Cord blood insulin-like peptide 3 (INSL3) but not testosterone is reduced in idiopathic cryptorchidism.

BACKGROUND

Cryptorchidism, the most frequent congenital malformation in full-term male newborns, increases the risk of hypofertility and testicular cancer. Most cases remain idiopathic but epidemiological and experimental studies have suggested a role of both genetic and environmental factors. Physiological testicular descent is regulated by two major Leydig hormones: insulin-like peptide 3 (INSL3) and testosterone.

OBJECTIVES

To study the endocrine context at birth as a reflection of late pregnancy in isolated idiopathic cryptorchidism and to analyse the possible disruptions of INSL3 and/or testosterone.

METHODS

From a prospective case-control study at Nice University Hospital, we assessed 180 boys born after 34 weeks gestation: 52 cryptorchid (48 unilateral, 4 bilateral; 26 transient, 26 persistent), and 128 controls matched for term, weight and time of birth. INSL3 and testosterone were measured in cord blood and compared in both groups as were other components of the pituitary-gonadic axis: LH, HCG, FSH, AMH and SHBG.

RESULTS

INSL3 was decreased in cryptorchid boys (P = 0·031), especially transient cryptorchid (P = 0·029), while testosterone was unchanged as were the other hormones measured.

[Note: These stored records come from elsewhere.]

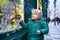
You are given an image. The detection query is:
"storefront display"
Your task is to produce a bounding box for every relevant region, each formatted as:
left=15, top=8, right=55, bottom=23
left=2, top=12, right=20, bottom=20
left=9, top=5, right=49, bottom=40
left=0, top=0, right=24, bottom=34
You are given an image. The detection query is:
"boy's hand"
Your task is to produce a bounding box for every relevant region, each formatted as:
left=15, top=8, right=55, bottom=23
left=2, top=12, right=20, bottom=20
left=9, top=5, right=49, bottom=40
left=37, top=30, right=41, bottom=35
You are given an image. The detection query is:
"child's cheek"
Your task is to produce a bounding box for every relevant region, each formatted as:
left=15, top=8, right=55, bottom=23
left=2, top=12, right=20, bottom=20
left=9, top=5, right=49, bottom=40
left=32, top=15, right=37, bottom=20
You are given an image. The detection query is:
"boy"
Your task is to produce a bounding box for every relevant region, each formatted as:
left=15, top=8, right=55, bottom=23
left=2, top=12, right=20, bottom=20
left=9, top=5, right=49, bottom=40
left=20, top=9, right=48, bottom=40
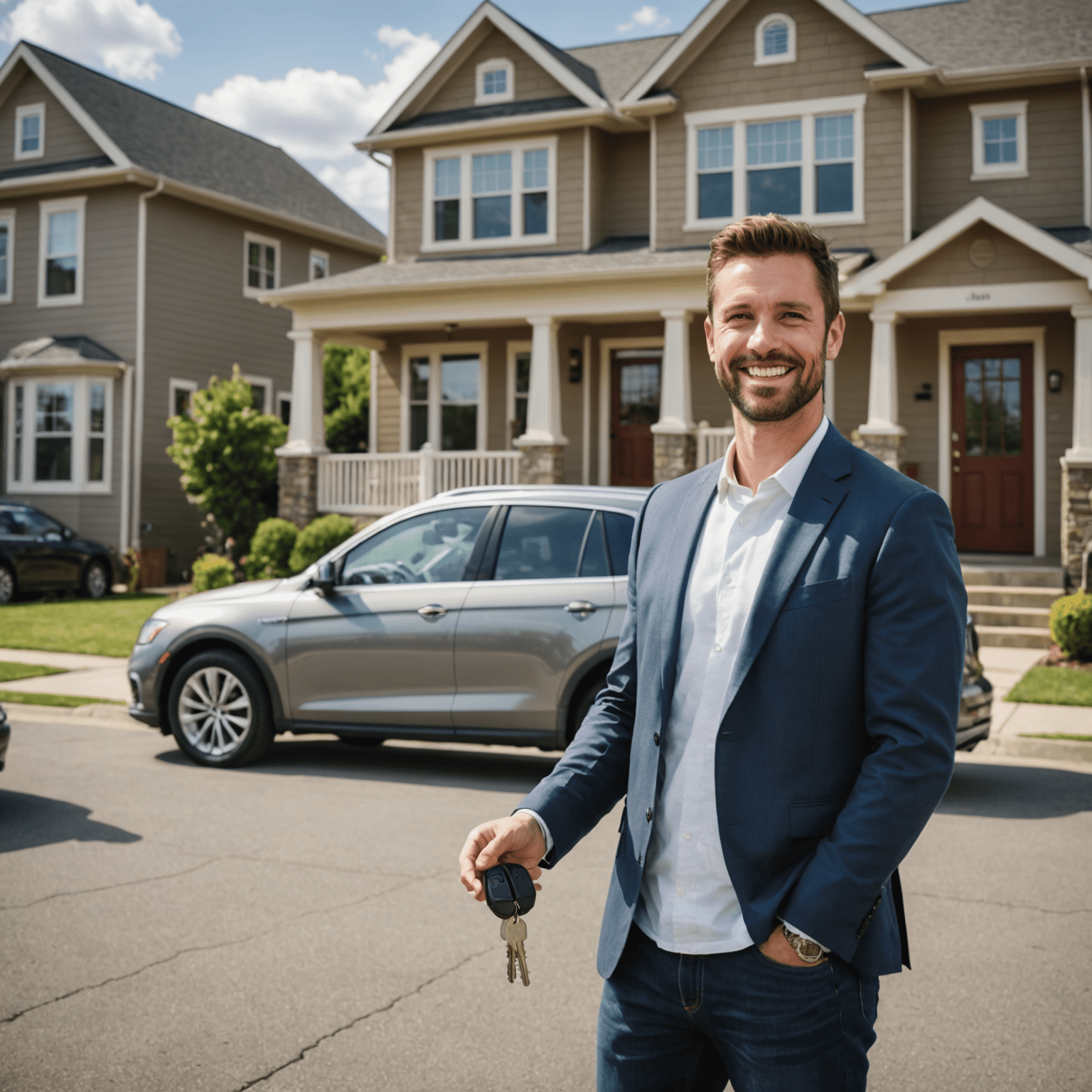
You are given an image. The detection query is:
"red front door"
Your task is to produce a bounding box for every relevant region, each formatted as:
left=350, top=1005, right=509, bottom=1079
left=951, top=345, right=1035, bottom=554
left=611, top=350, right=660, bottom=486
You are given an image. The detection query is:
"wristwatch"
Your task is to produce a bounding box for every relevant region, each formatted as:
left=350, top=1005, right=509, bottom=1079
left=781, top=925, right=825, bottom=963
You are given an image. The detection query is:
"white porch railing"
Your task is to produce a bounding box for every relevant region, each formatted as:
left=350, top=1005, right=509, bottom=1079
left=318, top=451, right=520, bottom=515
left=697, top=420, right=736, bottom=466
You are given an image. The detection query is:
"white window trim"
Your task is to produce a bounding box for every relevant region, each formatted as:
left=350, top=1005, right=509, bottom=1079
left=420, top=136, right=557, bottom=253
left=239, top=375, right=273, bottom=414
left=308, top=247, right=330, bottom=281
left=399, top=342, right=489, bottom=454
left=682, top=95, right=866, bottom=232
left=505, top=342, right=532, bottom=448
left=16, top=102, right=46, bottom=159
left=167, top=379, right=198, bottom=420
left=242, top=232, right=281, bottom=299
left=0, top=208, right=16, bottom=304
left=474, top=57, right=515, bottom=106
left=754, top=13, right=796, bottom=65
left=38, top=196, right=87, bottom=307
left=6, top=373, right=114, bottom=495
left=968, top=98, right=1027, bottom=183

INSL3 was significantly decreased (P = 0·018) in the group of 20 with nonpalpable testes compared with the group of 21 with palpable testes (15 suprascrotal, five inguinal, one high scrotal) according to Scorer classification. In the whole population, INSL3 correlated positively with LH and negatively with AMH, but with no other measured hormones.

CONCLUSIONS

INSL3 but not testosterone is decreased at birth in idiopathic cryptorchidism, especially in transient forms. This hormonal decrease may contribute to the impaired testicular descent along with genetic and anatomical factors. Whether foetal environment (nutritional and/or toxicological) interferes with INSL3 secretion in humans remains to be confirmed.